Seo’s interdisciplinary art practice explores the intersection between the human, nature, and technology. Her research aims to engage diverse audiences through embodied and immersive interactions, fostering meaningful relationships within artworks and with participants. Her creative practice and research center on interactive art, as it encourages immersive experiences. Throughout her career, Seo has developed tangible interfaces and mixed reality learning applications for STEAM education, medical/nursing education, and social awareness. Her research has received support from various organizations, including the National Science Foundation, National Endowment for the Arts, and Health Resources & Services Administration.
Seo’s interactive art has been showcased locally, nationally, and internationally at notable venues such as ISEA, SIGGRAPH ASIA, IDMAA, TEI, and Creativity & Cognition. Her contributions extend to publishing in various journals and conference proceedings, covering topics like tangible/embodied interaction, interactive design, participatory design, and learning technology.
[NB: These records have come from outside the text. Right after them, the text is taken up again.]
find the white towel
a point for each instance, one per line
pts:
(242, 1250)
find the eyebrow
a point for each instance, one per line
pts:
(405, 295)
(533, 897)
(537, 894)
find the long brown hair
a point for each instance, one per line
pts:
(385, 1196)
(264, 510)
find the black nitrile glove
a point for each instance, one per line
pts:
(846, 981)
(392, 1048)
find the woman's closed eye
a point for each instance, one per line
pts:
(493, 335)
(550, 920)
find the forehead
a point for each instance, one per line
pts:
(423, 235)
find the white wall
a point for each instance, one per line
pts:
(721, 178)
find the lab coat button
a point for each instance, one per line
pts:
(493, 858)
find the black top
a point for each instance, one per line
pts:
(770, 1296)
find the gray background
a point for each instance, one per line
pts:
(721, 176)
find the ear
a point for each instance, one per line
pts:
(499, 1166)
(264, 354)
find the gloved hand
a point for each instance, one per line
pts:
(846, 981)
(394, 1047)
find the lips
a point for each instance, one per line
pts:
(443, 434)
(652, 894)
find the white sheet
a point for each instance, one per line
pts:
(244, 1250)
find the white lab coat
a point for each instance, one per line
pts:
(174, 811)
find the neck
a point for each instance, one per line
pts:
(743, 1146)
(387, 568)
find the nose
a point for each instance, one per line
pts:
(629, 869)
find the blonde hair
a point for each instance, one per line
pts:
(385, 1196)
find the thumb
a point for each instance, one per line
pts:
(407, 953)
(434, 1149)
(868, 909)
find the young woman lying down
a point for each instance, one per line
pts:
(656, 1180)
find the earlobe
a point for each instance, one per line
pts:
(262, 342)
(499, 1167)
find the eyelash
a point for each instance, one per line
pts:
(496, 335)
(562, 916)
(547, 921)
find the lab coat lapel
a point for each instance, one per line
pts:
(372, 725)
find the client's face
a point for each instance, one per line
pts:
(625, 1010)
Chris Walker is the Director of the Division of the Arts at the University of Wisconsin–Madison. He is a Professor in the Dance Department and founding artistic director of the First Wave program in the Office of Multicultural Arts Initiatives. Walker co-directs #BARS Workshop at The Public Theatre in NYC, a lab series for artists to investigate the intersection between contemporary verse and theater, created by Rafael Casal and Daveed Diggs. He is also a senior choreographer with the National Dance Theatre Company of Jamaica, and program director for the New Waves Dance & Performance Institute in Trinidad & Tobago.
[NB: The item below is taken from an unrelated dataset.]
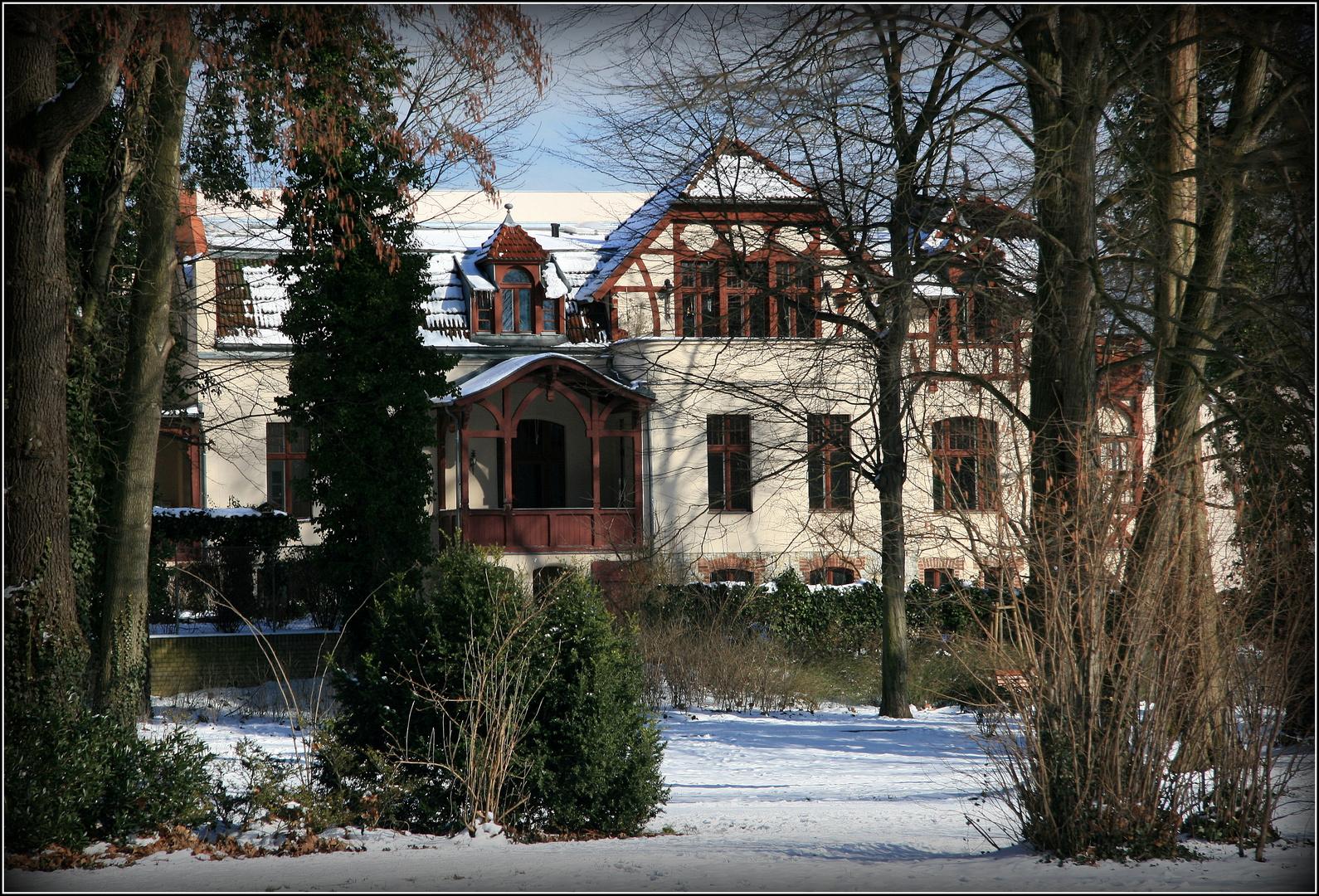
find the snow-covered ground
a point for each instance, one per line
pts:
(838, 800)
Walker creates contemporary dance, theater and performance artwork rooted in the visual and performance cultures of the African Diaspora. He works in the disciplines of dance, theater, film/video. He served as movement director for two-time Pulitzer Prize winner Lynn Nottage’s Mlima’s Tale, which ran at the Public’s Martinson Hall and he is the recent choreographer for The Secret Life of Bees, The Musical produced by Atlantic Theatre in NYC. Walker has collaborated with Laura Anderson Barbata to develop Jus Luv/Rolling Calf a Jamaican ‘mas’ for her Intervention: Indigo project, a performance that was presented in the 2015 Macy’s Thanksgiving Day Parade in Brooklyn, NY.
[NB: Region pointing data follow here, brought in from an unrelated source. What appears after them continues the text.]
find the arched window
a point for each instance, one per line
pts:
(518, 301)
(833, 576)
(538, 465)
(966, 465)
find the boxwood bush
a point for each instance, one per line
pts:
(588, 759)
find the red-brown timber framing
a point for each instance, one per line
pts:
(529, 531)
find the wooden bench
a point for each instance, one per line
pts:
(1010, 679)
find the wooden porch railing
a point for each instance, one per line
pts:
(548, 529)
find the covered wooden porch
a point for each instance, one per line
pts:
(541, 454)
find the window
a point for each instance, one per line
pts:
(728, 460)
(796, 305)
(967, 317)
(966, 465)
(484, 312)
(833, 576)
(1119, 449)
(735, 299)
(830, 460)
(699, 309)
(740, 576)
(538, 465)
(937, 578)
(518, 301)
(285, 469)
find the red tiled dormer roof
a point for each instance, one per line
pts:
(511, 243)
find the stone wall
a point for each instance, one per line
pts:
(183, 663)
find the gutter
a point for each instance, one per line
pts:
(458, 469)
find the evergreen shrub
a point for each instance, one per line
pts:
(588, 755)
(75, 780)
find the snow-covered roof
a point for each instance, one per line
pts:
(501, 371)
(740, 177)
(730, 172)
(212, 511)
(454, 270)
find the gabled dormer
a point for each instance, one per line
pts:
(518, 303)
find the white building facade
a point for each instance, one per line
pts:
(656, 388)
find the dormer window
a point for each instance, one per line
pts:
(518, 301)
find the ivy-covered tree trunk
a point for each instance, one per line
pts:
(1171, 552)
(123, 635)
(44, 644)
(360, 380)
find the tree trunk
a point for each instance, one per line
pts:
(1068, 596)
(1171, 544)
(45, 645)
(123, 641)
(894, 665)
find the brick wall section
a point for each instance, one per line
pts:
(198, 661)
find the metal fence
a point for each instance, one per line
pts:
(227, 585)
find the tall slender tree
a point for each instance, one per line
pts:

His concert dance work has been presented in Europe, Asia and throughout the Americas. His collaboration with Kevin Ormsby and KasheDance in Toronto titled FACING Home: Love & Redemption is currently and has been on tour internationally since its premiere in 2015. He has received numerous international and national grants and honors for his creative research work. He recently completed a Romnes Fellowship, which supported his research on homophobia in the African Diaspora and in 2020 he was named one of the School of Education’s Impact 2030 Faculty Fellows.